I have been physically and constantly verbally abused for some time now, i had to call the police last year when he thought it was as good idea to smack my head on the concrete floor, but as i am sure a lot of people know - they say sorry and it will never happen again! (the police did want to prosecute but i did not want to take it any further as it may ruin him)

I am fed up with being the last thought in our relationship, i am fed up with not being spoken to with some respect, i am fed up with it all being about this so called man. 

I could write a book on his abusive behaviour, but I would never disclose his name - WHY ?

I am sH1t in his eyes, so please please tell me WHY i still put up with this crap...


----------



## CantSitStill (Feb 7, 2012)

My opinion is if you are too afraid of him. Schedule yourself with a counselor asap..
_Posted via Mobile Device_


----------



## livelaughlovenow (Apr 23, 2012)

Get help from family and seek a woman's protection system in your community to get a restraining order to leave the abuse once and for all. As a child from such a situation, your life is NOT the only one being affected, permanently.


----------



## River1977 (Oct 25, 2010)

krisam said:


> I am sH1t in his eyes, so please please tell me WHY i still put up with this crap...

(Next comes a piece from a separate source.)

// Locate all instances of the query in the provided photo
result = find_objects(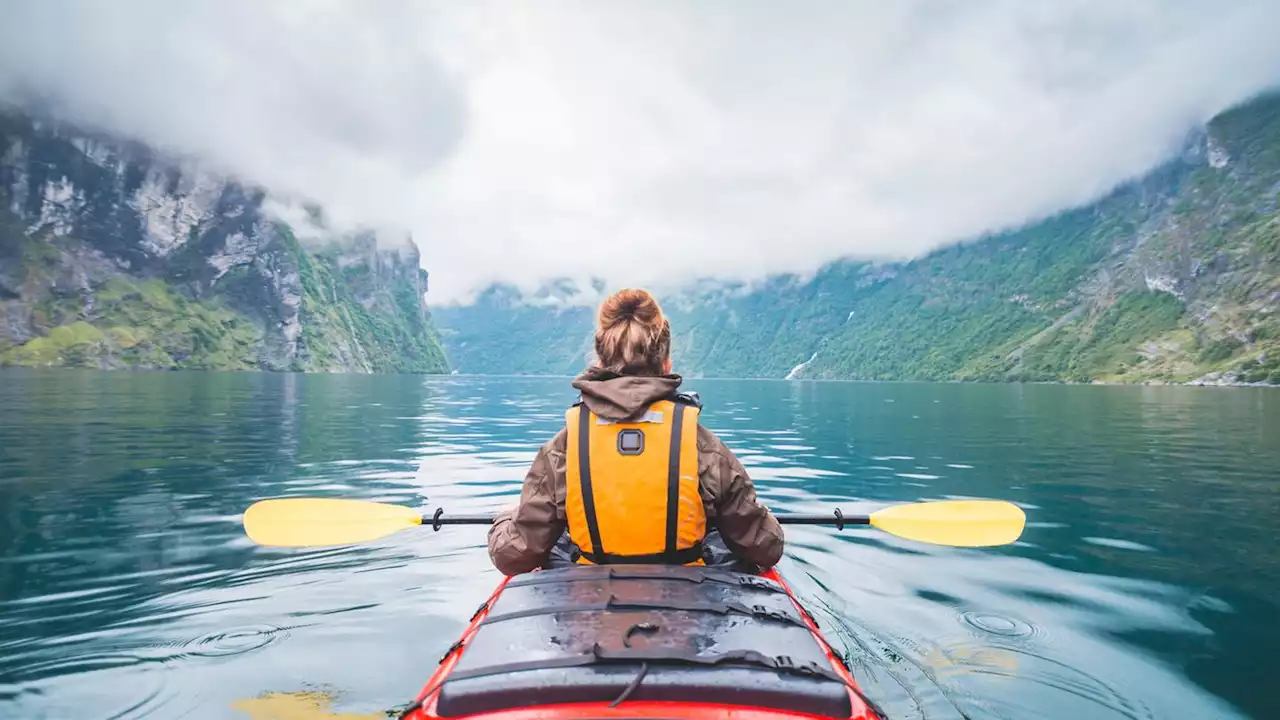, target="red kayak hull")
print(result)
[406,569,883,720]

No one can answer that for you. You will have to begin counseling so you can figure it out for yourself. I can tell you that you are not alone. Most women tolerate abuse for many years just like you have. Some finally wise up and get sick of it, and some never do. But all need counseling to discover their non-existent self esteem. Please begin your process of discovery by accepting the fact that you don't have to ask his permission for anything at all. If you want a divorce, then get a divorce. You don't need anyone's permission or approval.


----------



## CantSitStill (Feb 7, 2012)

Also when you see your counselor..do not hold anything back tell him or her everything, don't be scared..living in fear is not right for you or your kids..now if he gets violent do not be afraid to dial 911 or at least grab kids and go to a relative..if he wants to know what u are up to as far as counseling tell him you have a doctor appt.. if he wants to know what for say for your yearly female exam..please please don't feel guilty..none of his abuse is your fault...please do what you know is right for you and kids..please promise you will do this
_Posted via Mobile Device_


----------



## CantSitStill (Feb 7, 2012)

Listen if he checks your stuff..snoops around..delete your hisory
_Posted via Mobile Device_


----------



## iheartlife (Apr 4, 2012)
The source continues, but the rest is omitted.